İSTİKLÂL MARŞI MÜNEKKİTLERİ: “MİLLETİN VATANI, BAYRAĞI, MİLLİ MARŞI DA DEĞİŞEBİLİR...” 

Yukarıya başlık olarak aldığımız söz 1940 yılında bu milletin bağrında çöreklenen hainlerden Sabiha Zekeriya Sertel adlı bir yazar tarafından söylenmiştir. Geçenlerde aynı mahiyette Ankara’da çıkmakta olan C.H.P. yayın organı Ulus’da üç sütun üzerine ve büyük başlıklarla neşredilmiş bir makaleyi gördüğümüzde hayretlerimizle beraber daha evvel bu konuda yüzlerce defa yapılan teşebbüsleri hatırladık ve bu konudaki gayretlerin hangi kaynaklardan beslendiğini araştırmak ve genç Türk nesillerine bunların mahiyetini anlatmak istedik. 

Millî Mücadele yıllarının ve Kuvay-ı Milliye ruhunun tarihimize en büyük armağanı olan, Âkif’in bu eşsiz eserini Büyük Millet Meclisinin kabulünden bu yana tam 45 yıl geçti. Bugün hiçbir eser bu Marş'da olduğu kadar İstiklâl Savaşının mânevî veçhesini gerçek mânâsiyle ifade edemez. Bir daha yaşanamıyacak olan o ulvî ve mukaddes günlerin duygu ve heyecanlarını, zamanımıza ve bundan sonraki asırlara aksettirecek olan İstiklâl Marşımıza yıllardanberi çok sinsi ve sistemli sabotajlar yapılmış ve her defasında büyük bir reaksiyonla karşılaşmıştır. Eğer müstakil ve ebedî bir millet olarak mevcudiyetimizi muhafaza etmek azminde isek Vatan, Bayrak ve İstiklâl Marşımız gibi mukaddes sembollerimizin üstüne titremek, onları her vesile ile herşeyin fevkinde tutarak korumak ve savunmak, canımızdan daha aziz bilmek, her Türk'ün birinci ödevidir. 

Bu hareketlerin -yukarıda arz ettiğimiz gibi- en tipik ve en iğrenç misalini 12 Mayıs 1963 tarihini taşıyan başta Cumhuriyet, Akşam, Yeni İstanbul olmak üzere altı büyük gazetede yayınlanan haberde gördük. Haber şu: "T.İ.P. mensuplarının hep bir ağızdan işçi marşı söylemek istemeleri üzerine milliyetçi Adana gençliği derhal buna mâni olmuş ve İstiklâl Marşı'nın söylenmesini arzu etmişlerdir. Bu reaksiyon karşısında halen TİP milletvekili olan Behice Boran: "Biz İstiklâl marşını tanımıyoruz, bilmiyoruz, bizim marşımız İşçi Marşıdır." demiştir. 
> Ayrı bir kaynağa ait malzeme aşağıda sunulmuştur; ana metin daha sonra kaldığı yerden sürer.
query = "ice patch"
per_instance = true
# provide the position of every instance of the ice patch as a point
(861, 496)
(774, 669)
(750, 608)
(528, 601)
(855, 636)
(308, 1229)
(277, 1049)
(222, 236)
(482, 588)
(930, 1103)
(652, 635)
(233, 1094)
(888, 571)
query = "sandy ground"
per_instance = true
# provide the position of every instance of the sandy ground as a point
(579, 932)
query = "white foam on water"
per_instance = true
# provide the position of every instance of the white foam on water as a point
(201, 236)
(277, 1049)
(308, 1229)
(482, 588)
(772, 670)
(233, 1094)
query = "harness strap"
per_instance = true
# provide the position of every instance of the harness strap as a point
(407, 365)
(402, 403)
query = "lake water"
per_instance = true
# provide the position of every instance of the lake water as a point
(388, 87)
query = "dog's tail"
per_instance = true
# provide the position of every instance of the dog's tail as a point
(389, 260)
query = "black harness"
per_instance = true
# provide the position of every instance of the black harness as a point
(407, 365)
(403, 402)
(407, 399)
Kısa bir müddet önce (16 Ağustos 1966) tarihli Ulus’da Fevzi Akarçay adlı yazarın "Marşın güftesinin de bestesinin de değiştirilmesi" için yazdığı uzun makaleyi okuduğumuzda da hayretimiz bir kat daha arttı. Biz burada, bu mahiyetteki tenkidlerin kronolojik bir seyrini takib etmek niyetinde olduğumuzdan daha evvel bu konudaki neşriyatın kroniğini yapacağız. 
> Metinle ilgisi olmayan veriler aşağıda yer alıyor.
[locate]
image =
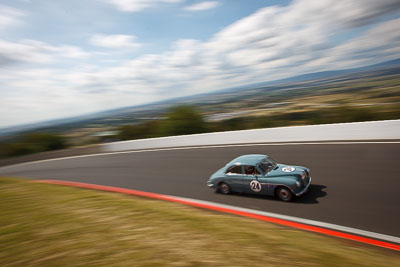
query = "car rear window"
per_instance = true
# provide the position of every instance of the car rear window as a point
(235, 169)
Sabiha Zekeriya Sertel'in yazımıza başlık olan makalesinde aynen şöyle denilmektedir: "Milletlerin marşları ne zaman değişmemiş? Fransa’da imparatorluk devirlerinden Marseyyeze kadar kaç marş değişti? İngiltere'de, Almanya'da söylenen son marşlar, kendilerinden evvel gelen, hattâ ilâhi mahiyetinde olan marşlar kilise kapılarından kovulup, milletlerin ruhunu ifade eden marşlar haline gelinceye kadar kaç defa değiştiler... İstiklâl Harbi, İstiklâl Marşı'nı doğurmadı mı? Yarının neler doğuracağını ne biliyorsun?... İstiklâl Marşı gökten inmiş âyet midir? Milletlerin Vatanı, Bayrağı, milli marşı da değişmiştir.. Bayrak da değişir, toprak da değişir." 
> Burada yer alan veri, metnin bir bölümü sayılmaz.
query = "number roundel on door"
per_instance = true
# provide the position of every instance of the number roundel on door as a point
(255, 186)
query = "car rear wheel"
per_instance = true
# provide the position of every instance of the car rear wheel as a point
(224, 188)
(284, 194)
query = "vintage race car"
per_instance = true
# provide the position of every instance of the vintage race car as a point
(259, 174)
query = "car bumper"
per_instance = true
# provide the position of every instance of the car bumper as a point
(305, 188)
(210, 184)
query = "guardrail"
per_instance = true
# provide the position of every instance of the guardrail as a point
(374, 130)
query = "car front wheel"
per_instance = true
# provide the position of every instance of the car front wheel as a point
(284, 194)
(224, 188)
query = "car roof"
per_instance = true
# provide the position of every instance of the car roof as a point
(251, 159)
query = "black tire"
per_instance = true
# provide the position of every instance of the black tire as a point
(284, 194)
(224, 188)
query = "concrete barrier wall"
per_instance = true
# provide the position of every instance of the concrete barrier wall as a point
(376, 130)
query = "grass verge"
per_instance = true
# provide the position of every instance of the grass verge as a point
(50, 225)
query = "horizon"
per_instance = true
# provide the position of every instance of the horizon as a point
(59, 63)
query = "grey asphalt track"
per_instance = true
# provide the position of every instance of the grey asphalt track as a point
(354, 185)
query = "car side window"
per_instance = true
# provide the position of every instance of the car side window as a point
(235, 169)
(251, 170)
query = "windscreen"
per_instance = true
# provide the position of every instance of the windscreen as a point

Her zaman şuurlu milliyetçi gençlik bu satırları okuyunca büyük bir kızgınlık içinde Tan gazetesi önünde aleyhte gösteride bulunmuş, basında da başta rahmetli Peyami Safa olmak üzere, Nihal Atsız, Hamdullah Suphi, Agah Sırrı Levent, Ruşen Eşref, Eşref Edip ve birçok başka yazar buna karşı çıkmışlardır. Peyami Safa bir yazısında: "İstiklâl Marşı'nın sesi, düşmandan İzmir'i alan büyük kuvvetler arasındadır. İstiklâl Harbi'nin çıldırtıcı ümitsizlik anlarını yaşayanlar, milli dâvâlarımızın içi büyük bir infilâk potansiyeliyle dolu kahramanca bir sabırdan doğan hamlelerle kazanıldığını bilirler. Türkün o anlardan günümüze kalan en yüksek sesi Mehmet Âkif'in sesidir." şeklinde gür bir çıkış yapmıştır. Bu yazıları İsmail Habib Sevük'ün, o zamanlar milli bir havası olan Cumhuriyet gazetesindeki makalesi takip etmiş, adı geçen yazısında Atatürk'ün de Millî Marş ile ilgili bir anısını da kaydederek şunları yazmıştır: "İstiklâl Marşı'nın bestelenecek mısralarını seçerek yayınlıyacak bir komite kurulmuştu. Birgün komite çalışmalarını izleyen Mustafa Kemal, toplantı sırasında: 

Bu marşın İstiklâl Harbimizi anlatması bakımından büyük bir mânâsı vardır. Benim en beğendiğim tarafı da burasıdır:

Hakkıdır hür yaşamış bayrağımın hürriyet 
Hakkıdır Hakka tapan milletimin istiklâl! 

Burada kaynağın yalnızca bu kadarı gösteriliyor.